Paul J. McMurdie and Susan Holmes
If you find phyloseq and/or its tutorials useful, please acknowledge and cite phyloseq in your publications:
phyloseq: An R package for reproducible interactive analysis and graphics of microbiome census data (2013) PLoS ONE 8(4):e61217 http://dx.plos.org/10.1371/journal.pone.0061217
The phyloseq project also has a number of supporting online resources, most of which can by found at the phyloseq home page, or from the phyloseq stable release page on Bioconductor.
To post feature requests or ask for help, try the phyloseq Issue Tracker.
The analysis of microbiological communities brings many challenges: the integration of many different types of data with methods from ecology, genetics, phylogenetics, network analysis, visualization and testing.
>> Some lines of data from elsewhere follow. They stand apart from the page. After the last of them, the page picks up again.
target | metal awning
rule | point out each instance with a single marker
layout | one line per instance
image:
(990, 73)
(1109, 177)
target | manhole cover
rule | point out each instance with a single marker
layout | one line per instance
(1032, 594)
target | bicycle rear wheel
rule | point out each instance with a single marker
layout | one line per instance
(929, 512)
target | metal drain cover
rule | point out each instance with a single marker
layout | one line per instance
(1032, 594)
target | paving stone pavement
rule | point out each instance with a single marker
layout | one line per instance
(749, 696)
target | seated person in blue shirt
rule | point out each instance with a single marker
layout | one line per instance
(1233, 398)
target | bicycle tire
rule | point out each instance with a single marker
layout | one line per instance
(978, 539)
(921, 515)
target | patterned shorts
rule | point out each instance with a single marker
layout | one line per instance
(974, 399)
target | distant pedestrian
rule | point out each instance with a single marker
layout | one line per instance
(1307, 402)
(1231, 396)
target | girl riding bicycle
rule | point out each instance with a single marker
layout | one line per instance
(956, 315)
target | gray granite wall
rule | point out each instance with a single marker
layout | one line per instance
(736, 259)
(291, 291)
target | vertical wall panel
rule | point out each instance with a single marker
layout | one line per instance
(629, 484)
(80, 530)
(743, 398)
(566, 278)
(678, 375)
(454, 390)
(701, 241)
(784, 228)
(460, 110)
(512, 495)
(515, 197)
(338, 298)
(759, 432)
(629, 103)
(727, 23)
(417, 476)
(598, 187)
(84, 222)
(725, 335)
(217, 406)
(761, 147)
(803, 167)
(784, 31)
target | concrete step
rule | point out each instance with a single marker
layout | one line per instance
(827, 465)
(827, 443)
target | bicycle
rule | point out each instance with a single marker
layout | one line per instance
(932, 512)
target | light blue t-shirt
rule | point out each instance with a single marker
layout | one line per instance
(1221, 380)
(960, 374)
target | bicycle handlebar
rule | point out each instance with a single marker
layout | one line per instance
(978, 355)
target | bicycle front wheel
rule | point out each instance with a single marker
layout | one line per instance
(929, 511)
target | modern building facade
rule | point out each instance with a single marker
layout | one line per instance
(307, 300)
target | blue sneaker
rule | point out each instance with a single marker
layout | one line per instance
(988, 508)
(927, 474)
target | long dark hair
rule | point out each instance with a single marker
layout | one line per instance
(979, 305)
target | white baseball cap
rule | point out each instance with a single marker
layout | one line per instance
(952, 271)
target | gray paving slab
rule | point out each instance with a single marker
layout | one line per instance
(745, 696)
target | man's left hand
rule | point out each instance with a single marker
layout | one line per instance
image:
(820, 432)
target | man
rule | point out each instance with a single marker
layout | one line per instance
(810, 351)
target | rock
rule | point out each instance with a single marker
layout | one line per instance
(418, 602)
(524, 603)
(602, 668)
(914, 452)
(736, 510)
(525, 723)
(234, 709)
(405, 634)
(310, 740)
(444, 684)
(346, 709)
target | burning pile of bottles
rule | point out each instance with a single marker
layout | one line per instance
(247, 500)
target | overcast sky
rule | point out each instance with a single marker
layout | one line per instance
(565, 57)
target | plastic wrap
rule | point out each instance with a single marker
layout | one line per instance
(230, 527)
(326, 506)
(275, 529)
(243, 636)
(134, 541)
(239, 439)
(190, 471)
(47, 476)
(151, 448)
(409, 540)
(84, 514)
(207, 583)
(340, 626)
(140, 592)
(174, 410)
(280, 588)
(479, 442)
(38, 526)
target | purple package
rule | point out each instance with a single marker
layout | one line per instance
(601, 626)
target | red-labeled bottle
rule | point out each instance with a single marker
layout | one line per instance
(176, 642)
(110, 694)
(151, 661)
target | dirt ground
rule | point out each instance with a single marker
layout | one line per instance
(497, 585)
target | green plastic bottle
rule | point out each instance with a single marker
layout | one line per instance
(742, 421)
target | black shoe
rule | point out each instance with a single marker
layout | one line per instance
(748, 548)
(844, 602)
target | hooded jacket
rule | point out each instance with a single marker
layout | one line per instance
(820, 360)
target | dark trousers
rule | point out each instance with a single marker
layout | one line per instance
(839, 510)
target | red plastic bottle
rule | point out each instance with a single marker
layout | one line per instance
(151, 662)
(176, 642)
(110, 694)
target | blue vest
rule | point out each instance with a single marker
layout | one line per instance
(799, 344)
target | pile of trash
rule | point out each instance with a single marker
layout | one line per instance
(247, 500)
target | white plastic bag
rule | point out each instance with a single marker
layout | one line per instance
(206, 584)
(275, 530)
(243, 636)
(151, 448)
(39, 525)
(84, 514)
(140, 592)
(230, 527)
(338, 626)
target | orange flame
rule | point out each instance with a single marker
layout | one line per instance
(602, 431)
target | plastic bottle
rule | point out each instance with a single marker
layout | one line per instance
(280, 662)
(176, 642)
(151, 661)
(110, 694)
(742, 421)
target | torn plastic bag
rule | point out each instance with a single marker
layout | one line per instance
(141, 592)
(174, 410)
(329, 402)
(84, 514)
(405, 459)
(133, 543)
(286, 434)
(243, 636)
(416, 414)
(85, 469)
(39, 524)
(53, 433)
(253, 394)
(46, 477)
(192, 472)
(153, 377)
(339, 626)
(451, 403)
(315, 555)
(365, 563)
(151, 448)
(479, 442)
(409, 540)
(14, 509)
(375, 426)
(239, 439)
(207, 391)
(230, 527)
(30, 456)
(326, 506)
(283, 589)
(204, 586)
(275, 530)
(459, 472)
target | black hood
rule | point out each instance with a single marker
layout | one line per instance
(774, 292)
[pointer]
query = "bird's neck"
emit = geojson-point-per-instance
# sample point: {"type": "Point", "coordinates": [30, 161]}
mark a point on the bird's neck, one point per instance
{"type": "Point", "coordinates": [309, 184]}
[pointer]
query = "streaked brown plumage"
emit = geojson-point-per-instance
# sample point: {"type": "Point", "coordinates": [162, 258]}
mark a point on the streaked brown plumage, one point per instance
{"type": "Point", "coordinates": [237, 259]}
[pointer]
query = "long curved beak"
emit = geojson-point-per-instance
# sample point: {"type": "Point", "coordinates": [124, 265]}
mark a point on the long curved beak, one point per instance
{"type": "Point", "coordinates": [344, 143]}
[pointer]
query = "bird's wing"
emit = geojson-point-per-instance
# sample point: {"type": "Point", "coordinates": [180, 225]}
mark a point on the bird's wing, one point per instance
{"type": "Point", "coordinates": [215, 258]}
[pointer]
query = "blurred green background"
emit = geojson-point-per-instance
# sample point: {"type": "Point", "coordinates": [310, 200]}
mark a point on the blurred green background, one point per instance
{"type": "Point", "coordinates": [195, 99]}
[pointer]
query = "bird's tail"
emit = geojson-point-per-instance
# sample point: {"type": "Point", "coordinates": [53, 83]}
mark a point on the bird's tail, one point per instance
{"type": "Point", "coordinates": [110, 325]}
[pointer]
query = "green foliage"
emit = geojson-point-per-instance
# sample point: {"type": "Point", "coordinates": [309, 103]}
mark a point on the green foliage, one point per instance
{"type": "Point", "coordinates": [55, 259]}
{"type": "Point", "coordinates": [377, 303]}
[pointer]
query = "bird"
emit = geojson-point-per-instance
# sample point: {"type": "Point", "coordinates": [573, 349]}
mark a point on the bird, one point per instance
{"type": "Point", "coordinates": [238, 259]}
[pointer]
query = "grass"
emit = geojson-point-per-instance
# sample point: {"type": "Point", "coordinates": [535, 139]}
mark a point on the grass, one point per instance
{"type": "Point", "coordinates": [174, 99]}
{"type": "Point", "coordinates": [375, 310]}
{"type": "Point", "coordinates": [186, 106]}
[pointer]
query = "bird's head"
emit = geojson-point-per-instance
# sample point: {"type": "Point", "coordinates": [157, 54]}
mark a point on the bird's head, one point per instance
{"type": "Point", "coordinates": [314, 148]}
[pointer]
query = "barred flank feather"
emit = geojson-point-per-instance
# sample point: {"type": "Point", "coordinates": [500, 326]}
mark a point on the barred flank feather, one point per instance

The data itself may originate from widely different sources, such as the microbiomes of humans, soils, surface and ocean waters, wastewater treatment plants, industrial facilities, and so on; and as a result, these varied sample types may have very different forms and scales of related data that is extremely dependent upon the experiment and its question(s). The phyloseq package is a tool to import, store, analyze, and graphically display complex phylogenetic sequencing data that has already been clustered into Operational Taxonomic Units (OTUs), especially when there is associated sample data, phylogenetic tree, and/or taxonomic assignment of the OTUs. This package leverages many of the tools available in R for ecology and phylogenetic analysis (vegan, ade4, ape, picante), while also using advanced/flexible graphic systems (ggplot2) to easily produce publication-quality graphics of complex phylogenetic data. phyloseq uses a specialized system of S4 classes to store all related phylogenetic sequencing data as single experiment-level object, making it easier to share data and reproduce analyses. In general, phyloseq seeks to facilitate the use of R for efficient interactive and reproducible analysis of OTU-clustered high-throughput phylogenetic sequencing data.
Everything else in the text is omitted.